Andrew David Lansley, CBE, (born 11 December 1956) is a politician in the United Kingdom. He is Conservative Member of Parliament for South Cambridgeshire. He was first elected in the 1997 general election.

Before politics Lansley was a civil servant. He worked for Norman Tebbit in 1984 as his private secretary at the Department of Trade and Industry. This encompassed the period of the Brighton IRA terrorist attack at the Conservative Party Conference in which Tebbit was seriously injured. Lansley and others are praised by Tebbit for their support at that time.

Lansley went on to became more fully involved in politics. In 1990 was appointed to run the Conservative Research Department. He remained there until after the successful 1992 election. He suffered a minor stroke in 2002, but made a full recovery save from permanently losing his sense of "fine balance" and now cannot ski. He then sought to enter parliament himself and was selected for the South Cambridgeshire seat where he was subsequently elected as an MP in 1997.
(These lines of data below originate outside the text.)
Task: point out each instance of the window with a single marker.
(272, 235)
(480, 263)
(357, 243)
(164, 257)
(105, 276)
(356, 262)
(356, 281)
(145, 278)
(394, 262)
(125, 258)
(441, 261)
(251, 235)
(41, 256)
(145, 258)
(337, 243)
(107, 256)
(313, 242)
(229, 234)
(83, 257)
At the 2001 election he again took on a strategy role as a Vice-Chairman of the Conservative Party. As part of his duties Shadow Ministers had to clear the timing of their announcements with Lansley. He would fit to them into a timetable that became know as the 'Stalingrid'. The 2001 election was not a success for the Conservative Party and the then-leader, William Hague, resigned in its wake. Iain Duncan Smith, the new leader, offered Lansley a position after the election but was turned down and, until Michael Howard became leader, Lansley was a backbencher. However with Howard's election he soon returned to the Conservative frontbench. He currently serves as the Shadow Secretary of State for Health. In his post he has developed policies centred on using choice to improve the National Health Service. He is the author of a chapter in The Future of the NHS (2006) (ISBN 1-85811-369-5).